Last week, an anonymous reader wrote to Thrifty Vinyl complaining that she couldn’t remember the difference between ’70s artistic New York singer-songwriter and poet Patti Smith and ’80s videogenic New York singer-songwriter and actress Patty Smyth. We asked readers if they could tell the difference and, if so, how. We were literally deluged with e-mails, so, with apologies to those whose letters we didn’t print, we present a small sampling of the scores of responses we received.
- …the obvious distinction of the ‘i’ and the ‘y’ denoting the ‘i’ phoneme in the respective ladies’ surnames always reminds me that ‘Y’ is the first letter of ‘you’, as if ‘You cannot be serious!’ which, as we all know, is the petulant catchphrase of tennis star John McEnroe, who is, wait for it…Patty Smyth’s husband. — Mary Smoked-Trout, Glyndebourne
- …clearly, Patti Smith is an anagram of ‘Tim, pat this’ while Patty Smyth reveals ‘Ty, tap myths’ when jumbled. Easy as you like. — Peter Manorhousegrey, Edinburgh
- …the iconic photograph of Robert Mapplethorpe on the cover of the Lp Horses is of one or the other of the two women, I think. —Karen Catspaw, Truro
- …back in my day, we had a school yard chant to tell them apart. It went: ‘Patti with an ‘i’ wrote a song with The Boss/But Patty with the ‘y’ couldn’t give a toss/Alas her solo career couldn’t hold a candle/To her MTV band that she called Scandal’. — Candy Matchstick, Crewe.

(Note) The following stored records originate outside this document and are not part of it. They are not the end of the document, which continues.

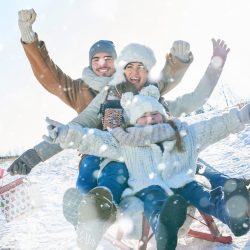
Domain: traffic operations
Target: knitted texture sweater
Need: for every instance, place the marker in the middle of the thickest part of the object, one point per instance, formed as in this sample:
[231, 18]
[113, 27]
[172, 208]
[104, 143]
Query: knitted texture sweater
[149, 165]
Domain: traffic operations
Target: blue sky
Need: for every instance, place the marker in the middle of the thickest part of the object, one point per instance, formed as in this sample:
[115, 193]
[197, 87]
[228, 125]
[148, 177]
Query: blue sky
[69, 27]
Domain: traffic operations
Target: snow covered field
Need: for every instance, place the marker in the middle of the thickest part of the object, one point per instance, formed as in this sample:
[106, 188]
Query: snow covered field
[47, 229]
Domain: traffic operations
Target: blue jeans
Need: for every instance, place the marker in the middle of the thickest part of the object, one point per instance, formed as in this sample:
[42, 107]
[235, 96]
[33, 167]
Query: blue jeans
[208, 201]
[88, 171]
[114, 176]
[216, 178]
[212, 202]
[153, 198]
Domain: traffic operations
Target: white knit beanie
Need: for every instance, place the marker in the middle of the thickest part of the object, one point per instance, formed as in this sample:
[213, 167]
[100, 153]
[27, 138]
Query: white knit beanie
[135, 106]
[133, 52]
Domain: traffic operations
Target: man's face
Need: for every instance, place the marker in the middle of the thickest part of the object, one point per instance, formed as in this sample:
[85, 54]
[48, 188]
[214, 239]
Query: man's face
[150, 118]
[136, 73]
[103, 64]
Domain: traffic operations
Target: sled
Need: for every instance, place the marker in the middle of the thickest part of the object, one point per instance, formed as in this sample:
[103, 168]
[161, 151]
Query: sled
[212, 235]
[15, 199]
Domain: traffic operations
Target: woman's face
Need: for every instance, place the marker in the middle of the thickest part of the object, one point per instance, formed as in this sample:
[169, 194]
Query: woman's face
[150, 118]
[137, 74]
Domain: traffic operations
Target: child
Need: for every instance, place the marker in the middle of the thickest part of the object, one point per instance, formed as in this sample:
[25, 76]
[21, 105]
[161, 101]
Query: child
[158, 172]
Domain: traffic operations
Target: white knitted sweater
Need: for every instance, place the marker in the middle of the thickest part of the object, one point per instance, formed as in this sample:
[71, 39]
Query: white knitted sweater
[148, 165]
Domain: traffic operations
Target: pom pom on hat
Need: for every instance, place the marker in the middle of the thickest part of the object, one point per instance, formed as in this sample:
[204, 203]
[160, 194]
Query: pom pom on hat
[133, 52]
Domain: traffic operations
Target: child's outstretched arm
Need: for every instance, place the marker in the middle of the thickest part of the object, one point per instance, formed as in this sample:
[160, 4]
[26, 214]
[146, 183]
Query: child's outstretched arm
[190, 102]
[143, 135]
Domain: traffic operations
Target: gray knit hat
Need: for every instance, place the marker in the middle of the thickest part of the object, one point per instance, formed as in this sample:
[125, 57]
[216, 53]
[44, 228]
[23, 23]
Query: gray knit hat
[102, 46]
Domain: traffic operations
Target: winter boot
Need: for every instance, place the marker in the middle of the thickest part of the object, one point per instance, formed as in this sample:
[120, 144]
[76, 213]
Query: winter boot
[96, 214]
[171, 218]
[236, 198]
[71, 201]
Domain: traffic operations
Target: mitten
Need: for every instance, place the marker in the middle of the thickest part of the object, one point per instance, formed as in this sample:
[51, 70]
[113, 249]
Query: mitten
[181, 50]
[57, 132]
[244, 114]
[25, 20]
[24, 163]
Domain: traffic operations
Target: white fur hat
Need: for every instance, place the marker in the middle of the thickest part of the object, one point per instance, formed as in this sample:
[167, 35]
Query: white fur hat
[146, 101]
[133, 52]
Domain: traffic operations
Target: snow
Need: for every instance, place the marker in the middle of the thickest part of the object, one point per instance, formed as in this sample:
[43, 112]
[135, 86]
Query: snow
[46, 228]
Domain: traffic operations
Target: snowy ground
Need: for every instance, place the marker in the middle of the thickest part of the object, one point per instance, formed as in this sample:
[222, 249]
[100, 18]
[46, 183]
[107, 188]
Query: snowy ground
[47, 229]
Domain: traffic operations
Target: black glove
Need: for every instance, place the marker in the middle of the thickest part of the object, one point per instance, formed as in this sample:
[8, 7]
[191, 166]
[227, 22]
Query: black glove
[24, 163]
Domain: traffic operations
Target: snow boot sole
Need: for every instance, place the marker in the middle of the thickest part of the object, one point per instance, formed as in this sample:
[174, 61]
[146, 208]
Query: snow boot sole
[71, 201]
[237, 203]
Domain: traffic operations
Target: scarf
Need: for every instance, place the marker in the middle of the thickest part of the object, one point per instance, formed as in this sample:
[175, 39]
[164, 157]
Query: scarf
[95, 82]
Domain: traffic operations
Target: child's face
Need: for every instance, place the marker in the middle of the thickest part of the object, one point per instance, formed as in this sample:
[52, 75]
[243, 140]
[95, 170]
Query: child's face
[137, 74]
[150, 118]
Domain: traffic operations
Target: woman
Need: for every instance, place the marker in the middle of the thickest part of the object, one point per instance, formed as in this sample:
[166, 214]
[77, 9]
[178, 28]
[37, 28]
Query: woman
[177, 163]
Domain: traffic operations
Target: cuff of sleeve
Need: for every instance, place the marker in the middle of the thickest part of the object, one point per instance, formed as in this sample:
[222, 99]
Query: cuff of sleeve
[27, 34]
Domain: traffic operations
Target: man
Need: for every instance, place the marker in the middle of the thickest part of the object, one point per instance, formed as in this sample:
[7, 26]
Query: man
[79, 93]
[135, 62]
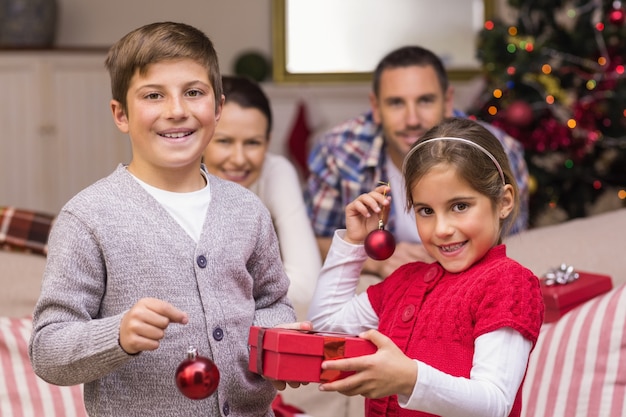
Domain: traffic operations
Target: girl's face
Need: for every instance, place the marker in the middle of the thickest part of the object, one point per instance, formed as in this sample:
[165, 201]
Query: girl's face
[170, 118]
[456, 223]
[237, 150]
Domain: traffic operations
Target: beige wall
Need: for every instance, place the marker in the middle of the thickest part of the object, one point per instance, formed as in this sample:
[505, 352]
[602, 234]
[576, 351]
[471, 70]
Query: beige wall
[233, 25]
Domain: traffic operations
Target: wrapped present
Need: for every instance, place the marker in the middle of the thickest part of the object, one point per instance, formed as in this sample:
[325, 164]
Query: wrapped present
[564, 288]
[296, 355]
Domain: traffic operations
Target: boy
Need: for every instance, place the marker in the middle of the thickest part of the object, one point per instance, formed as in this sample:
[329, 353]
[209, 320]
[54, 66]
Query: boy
[160, 255]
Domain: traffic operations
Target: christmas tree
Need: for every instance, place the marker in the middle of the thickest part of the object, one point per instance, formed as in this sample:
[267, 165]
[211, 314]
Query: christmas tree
[556, 80]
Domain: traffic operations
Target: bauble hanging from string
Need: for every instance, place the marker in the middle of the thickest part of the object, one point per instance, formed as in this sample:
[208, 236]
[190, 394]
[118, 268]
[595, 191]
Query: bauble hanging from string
[617, 15]
[197, 377]
[380, 243]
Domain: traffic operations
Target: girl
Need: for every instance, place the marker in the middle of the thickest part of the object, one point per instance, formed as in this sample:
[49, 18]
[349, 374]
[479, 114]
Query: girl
[454, 336]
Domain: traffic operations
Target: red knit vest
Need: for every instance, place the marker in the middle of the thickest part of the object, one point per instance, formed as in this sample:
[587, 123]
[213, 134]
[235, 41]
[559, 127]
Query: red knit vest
[435, 316]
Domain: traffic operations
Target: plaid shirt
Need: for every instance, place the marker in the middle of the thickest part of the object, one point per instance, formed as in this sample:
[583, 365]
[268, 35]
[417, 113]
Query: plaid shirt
[350, 159]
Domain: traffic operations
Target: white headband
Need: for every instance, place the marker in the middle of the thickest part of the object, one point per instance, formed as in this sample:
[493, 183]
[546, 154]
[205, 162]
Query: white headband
[469, 142]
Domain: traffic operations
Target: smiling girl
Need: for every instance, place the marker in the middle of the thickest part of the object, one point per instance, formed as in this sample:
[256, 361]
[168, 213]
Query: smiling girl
[454, 336]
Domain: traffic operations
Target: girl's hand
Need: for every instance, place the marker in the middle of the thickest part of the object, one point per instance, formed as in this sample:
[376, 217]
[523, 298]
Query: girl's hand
[364, 213]
[384, 373]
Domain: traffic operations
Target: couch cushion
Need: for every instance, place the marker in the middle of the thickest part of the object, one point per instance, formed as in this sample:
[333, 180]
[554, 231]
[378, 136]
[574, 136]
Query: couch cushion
[20, 275]
[579, 362]
[24, 230]
[22, 393]
[594, 244]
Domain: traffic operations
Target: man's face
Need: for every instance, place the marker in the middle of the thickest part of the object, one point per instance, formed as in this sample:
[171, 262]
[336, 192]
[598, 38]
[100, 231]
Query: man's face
[410, 101]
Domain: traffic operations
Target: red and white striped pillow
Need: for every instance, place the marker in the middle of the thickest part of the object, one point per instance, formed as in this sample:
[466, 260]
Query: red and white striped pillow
[22, 393]
[578, 367]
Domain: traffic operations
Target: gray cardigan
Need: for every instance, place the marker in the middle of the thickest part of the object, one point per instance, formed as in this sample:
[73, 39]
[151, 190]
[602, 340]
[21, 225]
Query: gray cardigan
[113, 244]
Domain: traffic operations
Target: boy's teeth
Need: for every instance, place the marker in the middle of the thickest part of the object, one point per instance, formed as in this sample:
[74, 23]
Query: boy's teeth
[451, 248]
[175, 135]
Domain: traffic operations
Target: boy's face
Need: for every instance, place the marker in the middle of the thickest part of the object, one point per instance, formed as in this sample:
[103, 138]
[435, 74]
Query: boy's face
[170, 118]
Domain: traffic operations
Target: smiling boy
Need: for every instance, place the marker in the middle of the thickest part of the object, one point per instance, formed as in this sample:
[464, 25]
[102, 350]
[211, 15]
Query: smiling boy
[160, 255]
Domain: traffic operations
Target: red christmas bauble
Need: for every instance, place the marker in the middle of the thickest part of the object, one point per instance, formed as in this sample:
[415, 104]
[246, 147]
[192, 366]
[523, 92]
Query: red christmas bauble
[380, 244]
[197, 377]
[519, 113]
[617, 16]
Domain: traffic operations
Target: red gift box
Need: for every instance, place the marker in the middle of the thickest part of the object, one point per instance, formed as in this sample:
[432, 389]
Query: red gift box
[296, 355]
[561, 298]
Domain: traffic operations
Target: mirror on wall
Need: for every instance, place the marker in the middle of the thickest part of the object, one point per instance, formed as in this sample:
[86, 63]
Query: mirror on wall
[330, 40]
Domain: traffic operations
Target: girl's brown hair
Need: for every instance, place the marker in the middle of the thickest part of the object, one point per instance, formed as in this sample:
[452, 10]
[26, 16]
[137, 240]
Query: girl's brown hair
[471, 163]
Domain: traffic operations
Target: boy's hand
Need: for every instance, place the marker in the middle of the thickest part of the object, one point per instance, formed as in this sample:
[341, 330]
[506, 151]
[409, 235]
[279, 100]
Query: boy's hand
[388, 371]
[363, 214]
[143, 326]
[300, 325]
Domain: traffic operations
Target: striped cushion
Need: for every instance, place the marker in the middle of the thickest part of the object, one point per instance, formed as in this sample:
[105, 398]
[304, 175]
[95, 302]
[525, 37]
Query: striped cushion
[22, 393]
[578, 367]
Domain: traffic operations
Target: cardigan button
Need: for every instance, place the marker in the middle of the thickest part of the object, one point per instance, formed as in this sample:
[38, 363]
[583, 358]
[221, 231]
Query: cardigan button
[218, 334]
[408, 313]
[433, 273]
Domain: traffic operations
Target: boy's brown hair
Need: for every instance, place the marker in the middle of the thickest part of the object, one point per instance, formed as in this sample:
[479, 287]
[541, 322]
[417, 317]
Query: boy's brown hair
[157, 42]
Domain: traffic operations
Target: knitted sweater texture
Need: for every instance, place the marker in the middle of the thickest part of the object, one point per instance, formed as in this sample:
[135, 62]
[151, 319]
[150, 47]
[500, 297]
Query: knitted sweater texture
[113, 244]
[436, 316]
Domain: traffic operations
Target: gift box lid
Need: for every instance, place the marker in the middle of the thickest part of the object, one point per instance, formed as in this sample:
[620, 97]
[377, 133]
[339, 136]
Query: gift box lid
[308, 342]
[585, 287]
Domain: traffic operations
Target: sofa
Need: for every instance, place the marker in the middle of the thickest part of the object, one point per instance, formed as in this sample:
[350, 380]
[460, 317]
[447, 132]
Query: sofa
[577, 367]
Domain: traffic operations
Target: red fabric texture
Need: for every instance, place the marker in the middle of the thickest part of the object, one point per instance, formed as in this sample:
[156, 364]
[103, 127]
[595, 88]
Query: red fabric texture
[298, 140]
[435, 316]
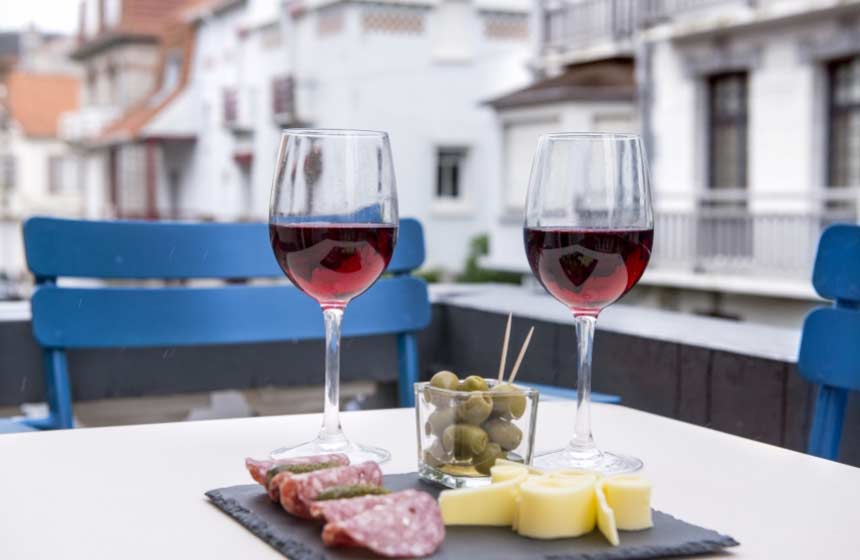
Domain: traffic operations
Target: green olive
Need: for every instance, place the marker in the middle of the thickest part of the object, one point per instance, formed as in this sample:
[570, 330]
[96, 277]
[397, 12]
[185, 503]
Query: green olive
[487, 459]
[440, 419]
[474, 383]
[445, 380]
[435, 455]
[506, 434]
[464, 440]
[441, 380]
[511, 403]
[475, 409]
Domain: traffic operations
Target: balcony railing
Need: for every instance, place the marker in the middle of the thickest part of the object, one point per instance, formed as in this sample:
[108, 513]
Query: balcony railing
[579, 24]
[766, 235]
[86, 123]
[587, 23]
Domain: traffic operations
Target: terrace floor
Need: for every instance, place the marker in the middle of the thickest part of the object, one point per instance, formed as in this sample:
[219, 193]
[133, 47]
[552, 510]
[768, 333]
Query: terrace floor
[260, 401]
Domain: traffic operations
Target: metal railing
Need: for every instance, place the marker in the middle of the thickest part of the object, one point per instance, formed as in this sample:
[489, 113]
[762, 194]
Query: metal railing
[577, 24]
[585, 23]
[86, 123]
[739, 232]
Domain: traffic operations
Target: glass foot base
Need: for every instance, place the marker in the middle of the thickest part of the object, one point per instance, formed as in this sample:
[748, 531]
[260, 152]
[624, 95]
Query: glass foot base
[357, 453]
[602, 462]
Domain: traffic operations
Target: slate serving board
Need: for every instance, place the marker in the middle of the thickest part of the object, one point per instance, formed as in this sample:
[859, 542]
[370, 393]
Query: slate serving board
[300, 539]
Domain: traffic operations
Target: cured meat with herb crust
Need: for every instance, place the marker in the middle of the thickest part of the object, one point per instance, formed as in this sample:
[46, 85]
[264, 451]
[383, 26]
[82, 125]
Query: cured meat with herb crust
[271, 474]
[403, 524]
[297, 492]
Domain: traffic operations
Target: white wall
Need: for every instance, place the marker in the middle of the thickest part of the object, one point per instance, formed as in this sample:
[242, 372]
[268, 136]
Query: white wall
[785, 106]
[426, 89]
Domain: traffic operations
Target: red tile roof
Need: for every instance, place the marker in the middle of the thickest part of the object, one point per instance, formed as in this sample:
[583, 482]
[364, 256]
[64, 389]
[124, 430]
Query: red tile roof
[176, 36]
[35, 101]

- …like all women, I tell them apart by which one I’d shag. — Bob Ammonite, Teddington.
We hope that clears things up. Next week’s challenge comes from Anna Mole’s-Breath of Exeter. She asks, “What’s the difference between blues guitarists Albert King, B.B. King and Freddie King? By the way, I’m not a racist, I can tell some black people apart.” Good luck with that one readers.
Darin was a swinging cat in the 50s, and yet his transformation to 60s hipster still made sense; witness, his cover of Tim Hardin’s “Reason To Believe” on the A of this single. The folky flipside must be one of the weirdest things to come out of that weird time. What is that Velvet Underground racket in the background? Hear here.
I’m a sucker for Atlantic stuff, ‘specially if it’s only 50p.
One of the last great pieces of sexist Stones iconography, though I’m having difficulty putting my finger on exactly what constitutes “sexist” here. It just seems wrong somehow. Anyhow, the image originally appeared on the inner sleeve of what is generally regarded as their last great (or acceptable, depending on your level of worship) album, Tattoo You. Tattoo You was a big deal at the time. After the success of Some Girls, 1980’s Emotional Rescue had been something of a disappointment (though I still rate at least half of it), despite being their first UK #1 Lp since 1973. The band chose not to tour behind ER, unlike Some Girls, so, despite nearly two decades as the World’s Greatest Rock & Roll Band®, it kinda felt like make or break time career-wise. Fortunately for them, Tattoo You delivered and with “Start Me Up”, they had their last great signature song. I picked this up last weekend for 50p–still sounds boss, as does the bluesier B.Apart from Mick ‘n’ Keith, none of the other Stones appear on the cover of Tattoo You; they’d tried a similar stratagem with Goat’s Head Soup, though on that one at least Bill, Charlie and Mick T. featured in the inner gatefold. Interesting for an act whose demeanor is so tied up with the notion of being a band, or better, a gang, that they promoted themselves as a two-man show.I got the Tatto You patch around 1981; however, it wasn’t sewn onto the obligatory Levis Jean Jacket until years later when Mrs Asbo did the honours. My youngest son rocks it these days.